When reviewing Google Search Console, we notice clear keyword cannibalization. Google constantly alternates which of the two URLs ranks for several important search terms (so-called URL flipping), and neither page ranks higher than position 8.

Task:

  1. What are common reasons why keyword cannibalization occurs on e-commerce websites in general?
  2. Based on the client’s specific situation with “Shell Jackets” and “Rain Jackets”, why do you think this issue has occurred here? What could the previous agency have done wrong in their optimization work?
  3. Practically speaking, how would you separate these pages in Google’s eyes and get both pages to rank highly for their respective relevant search queries?

Scenario 4

Background:

One of our largest clients, a B2B software company, has just informed us that they are planning to migrate to a new CMS and redesign the entire website. They plan to launch the new website in six weeks.

They have renamed several of their main categories and merged some old service pages together. In addition, they have decided to change the URL structure across their entire high-traffic blog because they thought the old URLs were “too long and ugly”.

They are now asking you for SEO approval before launch.

Task:

  1. What are the biggest SEO risks with what the client is planning to do?
  2. Describe your process for handling this migration during the next six weeks. Which key implementations would you present to the client?
  3. Strategically and technically, how would you handle changing the URL structure for all blog posts in the best possible way?

Scenario 5

Background:

We have a new client that is an established veterinary clinic chain with 8 different clinics in southern Sweden (e.g. Malmö, Lund, Helsingborg).

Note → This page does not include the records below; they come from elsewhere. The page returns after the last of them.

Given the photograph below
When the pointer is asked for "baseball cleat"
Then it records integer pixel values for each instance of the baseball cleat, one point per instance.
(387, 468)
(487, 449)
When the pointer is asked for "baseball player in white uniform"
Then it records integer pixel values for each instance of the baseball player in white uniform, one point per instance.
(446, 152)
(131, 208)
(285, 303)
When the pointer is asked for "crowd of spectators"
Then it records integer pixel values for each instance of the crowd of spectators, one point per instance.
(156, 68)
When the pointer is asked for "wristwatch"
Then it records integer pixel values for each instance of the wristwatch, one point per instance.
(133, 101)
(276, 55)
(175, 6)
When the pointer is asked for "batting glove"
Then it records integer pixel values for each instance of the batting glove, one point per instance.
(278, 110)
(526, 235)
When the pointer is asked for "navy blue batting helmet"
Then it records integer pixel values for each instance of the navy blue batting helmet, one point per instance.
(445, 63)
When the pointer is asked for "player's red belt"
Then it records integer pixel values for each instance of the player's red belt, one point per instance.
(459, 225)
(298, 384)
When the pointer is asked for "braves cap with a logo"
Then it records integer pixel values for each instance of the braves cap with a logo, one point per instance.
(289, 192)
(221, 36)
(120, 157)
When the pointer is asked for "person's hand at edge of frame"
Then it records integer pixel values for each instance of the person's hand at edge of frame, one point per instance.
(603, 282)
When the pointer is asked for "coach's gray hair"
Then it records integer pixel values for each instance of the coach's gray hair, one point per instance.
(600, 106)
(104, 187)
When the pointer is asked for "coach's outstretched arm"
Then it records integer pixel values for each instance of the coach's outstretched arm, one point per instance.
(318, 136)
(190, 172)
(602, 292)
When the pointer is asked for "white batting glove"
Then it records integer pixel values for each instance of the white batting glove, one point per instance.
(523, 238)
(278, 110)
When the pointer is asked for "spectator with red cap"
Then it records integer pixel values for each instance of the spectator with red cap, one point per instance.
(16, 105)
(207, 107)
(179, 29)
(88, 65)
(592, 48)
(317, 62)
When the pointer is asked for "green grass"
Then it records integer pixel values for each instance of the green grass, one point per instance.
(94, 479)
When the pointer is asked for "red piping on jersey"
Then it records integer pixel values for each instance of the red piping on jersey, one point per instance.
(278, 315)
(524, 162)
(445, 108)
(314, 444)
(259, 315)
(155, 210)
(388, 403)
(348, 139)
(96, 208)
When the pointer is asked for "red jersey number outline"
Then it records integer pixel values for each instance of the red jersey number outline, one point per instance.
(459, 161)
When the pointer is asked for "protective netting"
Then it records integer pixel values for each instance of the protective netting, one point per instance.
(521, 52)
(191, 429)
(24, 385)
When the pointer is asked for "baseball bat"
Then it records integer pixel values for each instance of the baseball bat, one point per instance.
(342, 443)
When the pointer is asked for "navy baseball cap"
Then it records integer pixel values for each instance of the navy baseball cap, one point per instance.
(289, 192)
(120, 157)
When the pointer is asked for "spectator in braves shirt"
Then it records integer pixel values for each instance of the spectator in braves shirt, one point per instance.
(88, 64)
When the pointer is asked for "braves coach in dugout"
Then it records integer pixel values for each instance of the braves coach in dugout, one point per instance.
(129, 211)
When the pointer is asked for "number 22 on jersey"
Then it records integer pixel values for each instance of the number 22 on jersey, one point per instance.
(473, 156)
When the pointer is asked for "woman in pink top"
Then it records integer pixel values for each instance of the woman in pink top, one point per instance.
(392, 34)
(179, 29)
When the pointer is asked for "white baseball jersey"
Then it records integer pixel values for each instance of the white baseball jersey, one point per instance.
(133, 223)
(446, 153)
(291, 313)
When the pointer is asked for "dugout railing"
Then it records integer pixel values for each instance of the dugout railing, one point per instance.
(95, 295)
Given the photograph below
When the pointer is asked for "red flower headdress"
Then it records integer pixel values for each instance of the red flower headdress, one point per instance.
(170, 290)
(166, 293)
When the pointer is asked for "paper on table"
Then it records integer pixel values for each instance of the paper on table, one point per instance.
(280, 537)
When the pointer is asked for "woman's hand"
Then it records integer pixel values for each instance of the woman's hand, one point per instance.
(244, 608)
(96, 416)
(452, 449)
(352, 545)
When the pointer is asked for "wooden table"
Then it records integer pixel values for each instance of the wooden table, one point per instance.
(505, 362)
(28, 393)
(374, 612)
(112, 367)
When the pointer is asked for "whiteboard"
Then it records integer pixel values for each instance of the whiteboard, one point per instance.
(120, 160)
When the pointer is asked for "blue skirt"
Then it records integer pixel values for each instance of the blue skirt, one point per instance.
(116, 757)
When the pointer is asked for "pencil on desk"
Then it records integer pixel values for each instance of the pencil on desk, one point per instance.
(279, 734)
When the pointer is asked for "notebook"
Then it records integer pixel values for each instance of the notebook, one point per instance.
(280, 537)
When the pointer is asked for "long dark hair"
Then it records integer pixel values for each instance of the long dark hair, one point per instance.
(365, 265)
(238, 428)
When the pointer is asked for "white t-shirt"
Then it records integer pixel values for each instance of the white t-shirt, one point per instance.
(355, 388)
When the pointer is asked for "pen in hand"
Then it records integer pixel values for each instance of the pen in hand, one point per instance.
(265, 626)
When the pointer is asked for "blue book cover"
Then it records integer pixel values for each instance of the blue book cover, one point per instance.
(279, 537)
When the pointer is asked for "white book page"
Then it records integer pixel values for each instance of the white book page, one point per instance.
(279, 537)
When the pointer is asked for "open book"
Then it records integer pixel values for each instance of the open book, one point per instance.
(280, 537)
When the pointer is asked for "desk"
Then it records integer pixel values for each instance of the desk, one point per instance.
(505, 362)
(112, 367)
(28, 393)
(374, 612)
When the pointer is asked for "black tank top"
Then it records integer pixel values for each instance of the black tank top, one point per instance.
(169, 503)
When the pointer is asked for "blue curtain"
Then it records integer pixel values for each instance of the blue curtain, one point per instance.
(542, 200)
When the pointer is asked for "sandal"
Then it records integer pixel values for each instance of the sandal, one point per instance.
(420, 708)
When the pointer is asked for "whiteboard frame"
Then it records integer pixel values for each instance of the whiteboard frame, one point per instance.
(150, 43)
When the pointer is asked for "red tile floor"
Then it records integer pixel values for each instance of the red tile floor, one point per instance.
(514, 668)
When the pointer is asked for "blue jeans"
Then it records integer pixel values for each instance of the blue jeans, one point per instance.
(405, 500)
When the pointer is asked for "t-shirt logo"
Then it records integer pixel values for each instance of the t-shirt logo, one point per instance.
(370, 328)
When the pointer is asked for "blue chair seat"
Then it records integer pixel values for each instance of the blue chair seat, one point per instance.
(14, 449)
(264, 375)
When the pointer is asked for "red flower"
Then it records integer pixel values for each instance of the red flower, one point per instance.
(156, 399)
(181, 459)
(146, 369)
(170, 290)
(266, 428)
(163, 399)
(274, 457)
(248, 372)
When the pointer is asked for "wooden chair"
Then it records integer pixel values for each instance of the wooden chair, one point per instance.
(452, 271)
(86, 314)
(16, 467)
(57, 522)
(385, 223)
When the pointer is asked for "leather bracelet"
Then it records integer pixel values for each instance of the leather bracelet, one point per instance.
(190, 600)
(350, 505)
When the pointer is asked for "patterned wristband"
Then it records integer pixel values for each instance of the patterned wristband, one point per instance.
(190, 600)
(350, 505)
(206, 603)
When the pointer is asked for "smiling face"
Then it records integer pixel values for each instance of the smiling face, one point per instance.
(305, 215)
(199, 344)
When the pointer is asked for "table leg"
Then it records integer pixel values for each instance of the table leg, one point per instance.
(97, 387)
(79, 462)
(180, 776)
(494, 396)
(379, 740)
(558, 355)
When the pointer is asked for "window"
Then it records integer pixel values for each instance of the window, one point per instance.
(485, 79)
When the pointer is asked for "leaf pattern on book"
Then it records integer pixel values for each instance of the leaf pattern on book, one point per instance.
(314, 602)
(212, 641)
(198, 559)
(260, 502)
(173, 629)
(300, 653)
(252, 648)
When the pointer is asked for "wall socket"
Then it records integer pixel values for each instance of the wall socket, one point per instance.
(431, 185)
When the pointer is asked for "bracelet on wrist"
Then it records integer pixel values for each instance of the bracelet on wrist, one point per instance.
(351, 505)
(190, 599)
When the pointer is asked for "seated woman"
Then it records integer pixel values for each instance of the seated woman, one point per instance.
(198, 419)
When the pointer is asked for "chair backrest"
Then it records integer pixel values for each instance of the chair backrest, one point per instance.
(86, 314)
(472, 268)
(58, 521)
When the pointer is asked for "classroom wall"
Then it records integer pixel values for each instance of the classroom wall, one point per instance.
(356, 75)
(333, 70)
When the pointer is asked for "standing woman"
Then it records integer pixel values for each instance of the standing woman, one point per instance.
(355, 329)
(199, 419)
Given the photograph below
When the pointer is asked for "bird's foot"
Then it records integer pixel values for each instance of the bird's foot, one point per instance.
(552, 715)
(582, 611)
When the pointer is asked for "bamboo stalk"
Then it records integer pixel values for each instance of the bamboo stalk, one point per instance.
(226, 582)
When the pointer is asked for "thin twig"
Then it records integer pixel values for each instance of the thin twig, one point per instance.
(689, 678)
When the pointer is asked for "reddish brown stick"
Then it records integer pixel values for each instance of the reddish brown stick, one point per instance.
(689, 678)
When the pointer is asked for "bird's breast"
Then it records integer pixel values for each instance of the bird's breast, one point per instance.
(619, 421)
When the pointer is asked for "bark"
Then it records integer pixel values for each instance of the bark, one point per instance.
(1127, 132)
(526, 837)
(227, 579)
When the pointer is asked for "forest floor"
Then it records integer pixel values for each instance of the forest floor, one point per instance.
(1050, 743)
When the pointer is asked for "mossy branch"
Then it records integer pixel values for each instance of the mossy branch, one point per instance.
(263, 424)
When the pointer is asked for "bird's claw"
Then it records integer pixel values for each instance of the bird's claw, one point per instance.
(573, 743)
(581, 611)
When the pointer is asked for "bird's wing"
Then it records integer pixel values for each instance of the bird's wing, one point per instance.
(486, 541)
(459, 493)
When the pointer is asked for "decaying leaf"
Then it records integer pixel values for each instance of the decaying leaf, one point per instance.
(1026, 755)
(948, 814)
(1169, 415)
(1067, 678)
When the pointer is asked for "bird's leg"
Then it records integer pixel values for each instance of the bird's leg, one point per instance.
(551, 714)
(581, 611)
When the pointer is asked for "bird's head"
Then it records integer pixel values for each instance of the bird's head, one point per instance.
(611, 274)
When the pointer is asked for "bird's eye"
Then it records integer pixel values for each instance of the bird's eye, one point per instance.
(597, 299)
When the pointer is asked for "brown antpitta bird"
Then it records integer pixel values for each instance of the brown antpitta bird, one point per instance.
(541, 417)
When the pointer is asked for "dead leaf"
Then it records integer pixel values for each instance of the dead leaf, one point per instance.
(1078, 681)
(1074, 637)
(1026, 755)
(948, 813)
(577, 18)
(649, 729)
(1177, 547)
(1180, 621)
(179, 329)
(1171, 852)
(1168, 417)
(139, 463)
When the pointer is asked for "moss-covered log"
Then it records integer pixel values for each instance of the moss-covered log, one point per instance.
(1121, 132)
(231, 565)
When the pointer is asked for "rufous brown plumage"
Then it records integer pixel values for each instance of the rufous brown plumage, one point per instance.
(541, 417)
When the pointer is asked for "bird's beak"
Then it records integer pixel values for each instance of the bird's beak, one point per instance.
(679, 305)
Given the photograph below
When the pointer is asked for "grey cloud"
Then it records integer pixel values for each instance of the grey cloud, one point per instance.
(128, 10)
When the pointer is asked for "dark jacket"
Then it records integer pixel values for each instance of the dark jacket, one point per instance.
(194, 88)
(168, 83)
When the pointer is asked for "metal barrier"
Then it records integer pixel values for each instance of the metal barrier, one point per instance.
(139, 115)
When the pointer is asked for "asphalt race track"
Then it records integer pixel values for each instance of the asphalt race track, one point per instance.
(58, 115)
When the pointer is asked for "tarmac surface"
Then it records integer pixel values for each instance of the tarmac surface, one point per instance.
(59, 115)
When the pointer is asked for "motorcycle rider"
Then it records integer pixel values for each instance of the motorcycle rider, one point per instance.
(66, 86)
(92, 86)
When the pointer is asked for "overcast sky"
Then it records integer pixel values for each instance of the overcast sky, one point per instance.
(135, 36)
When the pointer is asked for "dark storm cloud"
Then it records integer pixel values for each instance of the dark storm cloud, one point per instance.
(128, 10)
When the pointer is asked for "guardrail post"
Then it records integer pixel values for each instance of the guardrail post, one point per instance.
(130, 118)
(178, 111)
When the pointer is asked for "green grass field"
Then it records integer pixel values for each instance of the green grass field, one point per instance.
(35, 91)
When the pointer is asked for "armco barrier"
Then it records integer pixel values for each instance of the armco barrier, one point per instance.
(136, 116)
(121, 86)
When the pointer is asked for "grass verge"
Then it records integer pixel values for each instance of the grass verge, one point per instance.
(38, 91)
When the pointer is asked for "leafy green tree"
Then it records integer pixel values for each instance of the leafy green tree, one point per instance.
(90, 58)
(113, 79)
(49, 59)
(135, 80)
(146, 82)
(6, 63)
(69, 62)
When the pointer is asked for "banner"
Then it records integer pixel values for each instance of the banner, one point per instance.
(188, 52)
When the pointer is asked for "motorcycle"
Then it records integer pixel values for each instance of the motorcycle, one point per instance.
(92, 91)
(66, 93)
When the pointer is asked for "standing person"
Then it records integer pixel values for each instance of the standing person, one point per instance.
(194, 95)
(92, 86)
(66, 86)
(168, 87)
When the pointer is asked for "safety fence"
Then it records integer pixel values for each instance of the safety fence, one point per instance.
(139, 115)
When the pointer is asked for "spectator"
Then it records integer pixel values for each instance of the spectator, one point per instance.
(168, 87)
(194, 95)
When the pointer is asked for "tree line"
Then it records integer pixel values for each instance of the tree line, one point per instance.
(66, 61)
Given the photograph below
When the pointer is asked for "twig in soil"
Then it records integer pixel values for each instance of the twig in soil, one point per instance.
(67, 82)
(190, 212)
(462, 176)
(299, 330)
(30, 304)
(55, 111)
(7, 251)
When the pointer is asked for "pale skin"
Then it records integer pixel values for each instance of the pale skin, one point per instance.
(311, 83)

Despite having a generally strong brand, they perform very poorly in local searches and in the “Map Pack” (map results) when people search for terms such as “Veterinarian + [City Name]” or “Emergency veterinarian near me”.

They are constantly outranked by small local clinics that only have a single location and a much weaker domain overall.

The client does not understand why their size and national authority are not helping them locally.

Task:

  1. What are the very first things you would review (both on-site and off-site) to diagnose why they are underperforming locally?
  2. Based on your experience, what are the most common mistakes businesses with multiple physical locations make when it comes to local SEO?
  3. Present a high-level strategy for how you would reverse this trend and help them dominate the map results across all 8 locations.

On-page Optimization

In this example, we have received a local plumbing company.

They want to improve their rankings for their primary keyword: “Plumber in town”.

Please list the on-page optimizations you believe we can implement in order to improve their rankings for this keyword.

-----

I appreciate all constructive input.